Each port we declared in our Main module becomes a JavaScript object on app.ports. For a port going from Elm to JavaScript, like openPaymentForm, we can use the subscribe method in JavaScript to be notified when the command is sent from Elm. We use this to tell Stripe Checkout to open the payment form.

For a port going from JavaScript to Elm, like createSubscription, we use the send method to feed data into the subscription on the Elm side. We use this in the token callback we provide to Stripe Checkout, which is called when the user submits the payment form. This gives us the data we need to be able to tell our Elm app to create a new subscription for the user.

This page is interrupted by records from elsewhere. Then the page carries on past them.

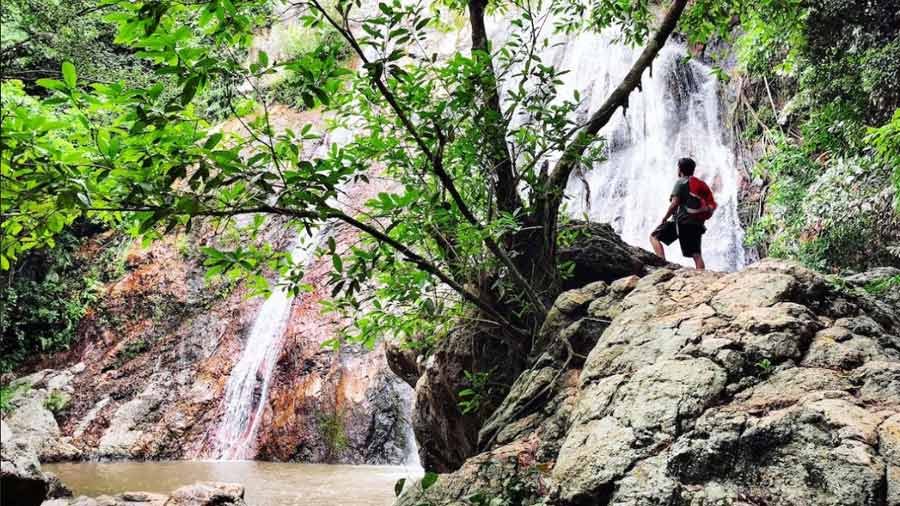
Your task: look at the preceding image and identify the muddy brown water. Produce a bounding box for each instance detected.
[44,461,422,506]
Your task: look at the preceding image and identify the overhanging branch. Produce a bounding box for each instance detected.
[545,0,689,214]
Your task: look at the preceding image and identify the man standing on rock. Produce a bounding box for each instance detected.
[649,157,716,270]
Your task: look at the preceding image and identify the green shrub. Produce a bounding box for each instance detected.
[736,1,899,273]
[318,409,349,454]
[43,390,69,414]
[0,382,30,414]
[865,275,900,295]
[457,370,492,415]
[0,228,128,372]
[267,28,350,109]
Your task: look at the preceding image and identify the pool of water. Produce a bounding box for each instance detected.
[44,461,422,506]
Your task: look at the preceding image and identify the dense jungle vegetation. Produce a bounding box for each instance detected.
[1,0,898,373]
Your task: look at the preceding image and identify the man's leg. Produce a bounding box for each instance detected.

That’s it! That’s all the JavaScript we need to write for this.

Is this an improvement?

We may have been forced to make this change due to new restrictions in Elm, but I think it’s worth asking: is our code better than when we started? Yes it is! Despite being more code, I think this Elm 0.19 solution is better than the Elm 0.18 version for a number of reasons:

  • There is no DOM manipulation happening outside of Elm.
  • All of our page interactions are going through Messages and Commands.
  • Elm gets to handle the API request for subscribing, rather than having to use an HTML form submission.
  • The separation of concerns is clearer, as the view code no longer needs to know how the payment form is opened or where to submit it.

The main benefit here is consistency. Before this change, getting payment info was a huge special case in the app, implemented completely differently from things that should have been similar. Now the implementation is much more like any other interaction happening in the app. The small piece that needs to be different is tucked away in a little JavaScript behind a small façade. That’s a huge improvement.

Having done it both ways, I would recommend using the ports approach even if you are still using Elm 0.18. It’s a better design that I think will serve you well, and it shouldn’t require any changes from what I’ve described here.